Requesting & Verifying Leave: An employer must provide leave upon an employee's written request, which includes but is not limited to email and text, but may request information supporting a request according to the FFCRA.

Payment: When an employee use SPSL, employers must pay them their regular rate of pay according to the FFCRA. However, unlike the FFCRA, there is no lower two-thirds the regular rate of pay amount for certain absences. The maximum amount of SPSL is $511 per day and $5,110 in the aggregate.

Prohibitions: A prospective waiver by an employee of any or all of the provisions of the law is contrary to public policy, void, and unenforceable. Additionally, employers cannot discharge, reduce in compensation or otherwise discriminate against any employee for: 1) opposing any practice the law prohibits; 2) requesting to use or using SPSL; 3) participating in proceedings related to the law; 4) seeking to enforce rights under the law by any lawful means; or 5) otherwise asserting rights under the law.

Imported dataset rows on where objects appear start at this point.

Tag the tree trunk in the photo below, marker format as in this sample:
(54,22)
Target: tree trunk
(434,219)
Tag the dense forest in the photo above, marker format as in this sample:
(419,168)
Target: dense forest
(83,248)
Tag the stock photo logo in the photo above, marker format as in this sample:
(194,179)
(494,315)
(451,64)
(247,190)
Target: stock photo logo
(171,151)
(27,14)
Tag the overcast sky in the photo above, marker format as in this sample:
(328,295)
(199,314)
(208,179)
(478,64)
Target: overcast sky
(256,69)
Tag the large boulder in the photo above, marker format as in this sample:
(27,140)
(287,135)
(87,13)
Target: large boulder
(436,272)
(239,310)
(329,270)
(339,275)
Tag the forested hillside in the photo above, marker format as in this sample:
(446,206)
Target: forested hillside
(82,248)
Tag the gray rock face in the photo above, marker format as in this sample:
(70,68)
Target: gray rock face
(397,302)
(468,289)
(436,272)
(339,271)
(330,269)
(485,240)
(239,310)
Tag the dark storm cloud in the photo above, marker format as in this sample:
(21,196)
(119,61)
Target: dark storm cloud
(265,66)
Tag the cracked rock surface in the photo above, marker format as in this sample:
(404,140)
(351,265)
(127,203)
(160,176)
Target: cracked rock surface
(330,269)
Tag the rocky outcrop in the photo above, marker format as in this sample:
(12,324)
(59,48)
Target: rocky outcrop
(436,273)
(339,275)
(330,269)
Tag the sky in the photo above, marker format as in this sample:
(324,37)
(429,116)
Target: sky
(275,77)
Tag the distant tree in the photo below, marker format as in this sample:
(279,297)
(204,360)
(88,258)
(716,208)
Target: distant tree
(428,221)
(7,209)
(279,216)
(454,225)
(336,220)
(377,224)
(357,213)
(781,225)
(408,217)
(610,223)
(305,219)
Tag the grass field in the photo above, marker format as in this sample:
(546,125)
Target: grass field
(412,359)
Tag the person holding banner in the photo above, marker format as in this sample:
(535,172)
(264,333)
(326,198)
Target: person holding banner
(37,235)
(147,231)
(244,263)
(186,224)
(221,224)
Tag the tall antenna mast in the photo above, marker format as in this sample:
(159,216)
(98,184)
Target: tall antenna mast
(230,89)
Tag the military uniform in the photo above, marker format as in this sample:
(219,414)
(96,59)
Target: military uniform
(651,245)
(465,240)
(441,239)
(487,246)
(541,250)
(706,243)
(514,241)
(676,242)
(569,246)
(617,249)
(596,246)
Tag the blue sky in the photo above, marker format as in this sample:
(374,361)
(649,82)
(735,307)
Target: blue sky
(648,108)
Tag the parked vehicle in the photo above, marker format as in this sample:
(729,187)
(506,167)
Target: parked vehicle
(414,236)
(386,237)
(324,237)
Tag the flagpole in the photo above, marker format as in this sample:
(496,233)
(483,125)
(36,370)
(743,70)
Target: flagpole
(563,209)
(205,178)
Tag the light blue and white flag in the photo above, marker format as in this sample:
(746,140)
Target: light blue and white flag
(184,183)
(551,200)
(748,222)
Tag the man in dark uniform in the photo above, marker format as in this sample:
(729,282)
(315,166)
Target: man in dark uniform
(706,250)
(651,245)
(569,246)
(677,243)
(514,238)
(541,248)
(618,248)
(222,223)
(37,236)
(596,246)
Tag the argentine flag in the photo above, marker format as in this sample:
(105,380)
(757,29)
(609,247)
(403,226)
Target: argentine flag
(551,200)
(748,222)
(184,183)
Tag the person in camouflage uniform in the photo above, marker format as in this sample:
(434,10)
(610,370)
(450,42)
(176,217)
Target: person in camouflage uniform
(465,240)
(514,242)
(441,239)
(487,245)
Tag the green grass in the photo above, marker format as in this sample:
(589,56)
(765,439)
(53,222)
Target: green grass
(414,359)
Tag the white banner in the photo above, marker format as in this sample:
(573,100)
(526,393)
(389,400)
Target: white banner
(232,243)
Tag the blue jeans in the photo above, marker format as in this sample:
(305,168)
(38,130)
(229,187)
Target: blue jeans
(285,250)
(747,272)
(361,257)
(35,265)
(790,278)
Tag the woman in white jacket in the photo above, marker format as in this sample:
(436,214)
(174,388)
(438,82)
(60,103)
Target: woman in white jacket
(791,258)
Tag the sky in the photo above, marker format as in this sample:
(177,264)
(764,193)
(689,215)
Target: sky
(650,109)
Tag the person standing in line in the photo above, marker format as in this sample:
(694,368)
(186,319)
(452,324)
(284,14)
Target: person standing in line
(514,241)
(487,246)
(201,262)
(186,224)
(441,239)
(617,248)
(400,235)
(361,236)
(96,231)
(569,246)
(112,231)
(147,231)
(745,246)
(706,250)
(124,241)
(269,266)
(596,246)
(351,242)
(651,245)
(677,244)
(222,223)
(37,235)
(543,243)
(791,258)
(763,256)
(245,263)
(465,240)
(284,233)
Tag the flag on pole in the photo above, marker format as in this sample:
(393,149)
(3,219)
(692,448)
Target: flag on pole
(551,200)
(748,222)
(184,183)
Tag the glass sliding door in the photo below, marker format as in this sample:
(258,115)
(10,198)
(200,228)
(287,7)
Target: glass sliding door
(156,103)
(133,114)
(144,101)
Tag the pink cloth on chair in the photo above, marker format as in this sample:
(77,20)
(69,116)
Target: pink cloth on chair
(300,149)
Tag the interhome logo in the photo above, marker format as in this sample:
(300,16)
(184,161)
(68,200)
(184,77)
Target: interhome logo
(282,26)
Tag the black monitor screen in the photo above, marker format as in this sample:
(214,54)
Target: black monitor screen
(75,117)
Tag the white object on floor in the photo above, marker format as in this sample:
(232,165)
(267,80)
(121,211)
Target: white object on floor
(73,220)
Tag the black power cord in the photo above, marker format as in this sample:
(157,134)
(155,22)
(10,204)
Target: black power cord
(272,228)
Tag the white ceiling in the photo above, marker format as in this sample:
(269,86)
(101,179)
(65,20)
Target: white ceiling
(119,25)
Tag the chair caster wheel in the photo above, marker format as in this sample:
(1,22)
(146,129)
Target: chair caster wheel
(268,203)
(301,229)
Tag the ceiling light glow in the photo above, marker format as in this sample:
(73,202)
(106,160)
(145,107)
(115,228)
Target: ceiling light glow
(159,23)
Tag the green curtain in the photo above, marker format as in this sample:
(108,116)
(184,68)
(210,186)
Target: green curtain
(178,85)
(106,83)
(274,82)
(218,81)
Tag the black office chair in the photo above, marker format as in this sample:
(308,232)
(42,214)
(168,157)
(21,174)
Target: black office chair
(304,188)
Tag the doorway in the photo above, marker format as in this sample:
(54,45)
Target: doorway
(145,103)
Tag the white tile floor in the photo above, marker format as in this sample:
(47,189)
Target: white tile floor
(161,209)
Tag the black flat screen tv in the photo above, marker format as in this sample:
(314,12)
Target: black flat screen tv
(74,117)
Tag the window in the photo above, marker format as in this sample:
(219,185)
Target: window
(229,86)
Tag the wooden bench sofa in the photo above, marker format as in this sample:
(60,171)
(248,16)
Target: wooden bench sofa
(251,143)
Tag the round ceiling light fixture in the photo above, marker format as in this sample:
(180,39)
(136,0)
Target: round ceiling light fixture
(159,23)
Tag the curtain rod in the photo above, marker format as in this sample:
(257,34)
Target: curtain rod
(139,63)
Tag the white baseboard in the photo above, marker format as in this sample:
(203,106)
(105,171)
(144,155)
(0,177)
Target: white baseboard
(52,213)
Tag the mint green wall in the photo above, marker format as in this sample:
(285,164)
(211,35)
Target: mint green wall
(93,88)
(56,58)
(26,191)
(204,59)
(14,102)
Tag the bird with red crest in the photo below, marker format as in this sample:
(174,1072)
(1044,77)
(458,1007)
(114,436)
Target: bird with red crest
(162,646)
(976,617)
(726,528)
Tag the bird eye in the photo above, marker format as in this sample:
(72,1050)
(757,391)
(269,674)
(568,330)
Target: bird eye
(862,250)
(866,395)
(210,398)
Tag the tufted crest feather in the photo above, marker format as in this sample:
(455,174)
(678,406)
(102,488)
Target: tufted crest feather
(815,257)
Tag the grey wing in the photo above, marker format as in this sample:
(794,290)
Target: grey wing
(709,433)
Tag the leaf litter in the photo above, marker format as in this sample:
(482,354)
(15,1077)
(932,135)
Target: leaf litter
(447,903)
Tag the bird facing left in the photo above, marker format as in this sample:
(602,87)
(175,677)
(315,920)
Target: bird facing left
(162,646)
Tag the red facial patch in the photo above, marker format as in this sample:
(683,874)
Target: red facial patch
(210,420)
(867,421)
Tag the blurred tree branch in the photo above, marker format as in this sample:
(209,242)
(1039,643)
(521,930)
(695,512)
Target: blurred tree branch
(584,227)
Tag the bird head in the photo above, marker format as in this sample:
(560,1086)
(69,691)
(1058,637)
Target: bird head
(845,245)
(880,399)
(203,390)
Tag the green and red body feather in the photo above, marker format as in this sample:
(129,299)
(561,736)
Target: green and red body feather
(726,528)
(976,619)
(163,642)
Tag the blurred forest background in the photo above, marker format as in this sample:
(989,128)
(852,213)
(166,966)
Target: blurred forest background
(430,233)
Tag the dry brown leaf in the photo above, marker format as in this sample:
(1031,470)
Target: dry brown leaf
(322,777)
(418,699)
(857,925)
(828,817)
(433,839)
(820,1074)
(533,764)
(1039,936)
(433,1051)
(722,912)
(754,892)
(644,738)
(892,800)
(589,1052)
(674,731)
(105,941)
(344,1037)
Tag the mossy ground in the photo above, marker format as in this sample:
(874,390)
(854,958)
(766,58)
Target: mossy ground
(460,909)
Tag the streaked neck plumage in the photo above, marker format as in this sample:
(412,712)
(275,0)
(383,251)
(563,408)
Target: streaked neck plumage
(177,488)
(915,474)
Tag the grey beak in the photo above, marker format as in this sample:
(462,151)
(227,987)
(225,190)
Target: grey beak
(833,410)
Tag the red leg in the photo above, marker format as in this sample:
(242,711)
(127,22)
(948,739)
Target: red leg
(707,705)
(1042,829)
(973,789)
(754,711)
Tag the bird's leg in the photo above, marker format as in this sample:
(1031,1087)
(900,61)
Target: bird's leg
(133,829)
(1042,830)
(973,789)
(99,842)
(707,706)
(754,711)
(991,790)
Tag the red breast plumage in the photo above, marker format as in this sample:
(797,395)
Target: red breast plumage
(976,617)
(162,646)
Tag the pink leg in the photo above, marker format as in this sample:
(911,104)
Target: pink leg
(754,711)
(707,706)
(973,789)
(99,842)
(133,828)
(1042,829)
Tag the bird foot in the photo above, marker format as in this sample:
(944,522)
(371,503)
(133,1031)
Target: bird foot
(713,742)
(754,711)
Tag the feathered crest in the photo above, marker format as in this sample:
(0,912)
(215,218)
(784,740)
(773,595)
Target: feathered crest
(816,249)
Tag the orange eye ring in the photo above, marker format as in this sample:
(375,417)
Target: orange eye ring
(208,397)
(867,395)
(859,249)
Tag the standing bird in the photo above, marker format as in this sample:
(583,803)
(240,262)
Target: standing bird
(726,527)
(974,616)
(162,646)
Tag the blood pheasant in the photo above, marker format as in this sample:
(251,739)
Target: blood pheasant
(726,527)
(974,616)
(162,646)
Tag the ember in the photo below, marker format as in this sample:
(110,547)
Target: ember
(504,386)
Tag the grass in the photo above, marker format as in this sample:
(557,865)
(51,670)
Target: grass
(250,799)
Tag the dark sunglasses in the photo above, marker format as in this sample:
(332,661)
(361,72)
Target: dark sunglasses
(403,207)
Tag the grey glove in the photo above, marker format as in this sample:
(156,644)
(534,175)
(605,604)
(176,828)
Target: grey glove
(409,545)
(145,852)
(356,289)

Enforcement: The ordinance does not designate an agency to enforce or interpret the ordinance. Instead, employees can file a lawsuit in state court and, if they prevail, a court can award them reinstatement if unlawfully discharged, back pay and SPSL that were unlawfully withheld (calculated at the employee's average rate of pay), other legal or equitable remedies the court deems appropriate, and reasonable attorneys' fees and costs.

Next Steps

Because the ordinances took effect immediately (Santa Rosa), basically immediately (San Mateo County), or will take effect shortly (Sacramento), and no guidance will be forthcoming, employers should devote attention now to constructing, or revising, policies and procedures to comply with these new paid leave requirements. Employers with Santa Rosa operations should also monitor developments at the county level because Sonoma County has been considering enacting its own ordinance.


See Footnotes

1 There are penalty levels (A-D). Level D violations, which we discuss, are those other than (A)-(C) violations. Level A violations require a substantial probability that death or serious physical harm [$5,000 - $25,000]. Level B violations either present the threat, but not substantial probability, of serious physical harm or present circumstances likely to cause and/or do cause serious harm to property or present a conscious and willful disregard of a hearing examiner’s order(s) or orders or notices of violation issued by any agency or commission [$2,500 - $4,999.99]. Level C violations either are likely to cause and/or do cause harm to property or show repeated or continuous noncompliance with a hearing examiner’s order(s) or orders or notices of violation issued by any agency or commission [$1,000 - $2,499.99].

Information contained in this publication is intended for informational purposes only and does not constitute legal advice or opinion, nor is it a substitute for the professional judgment of an attorney.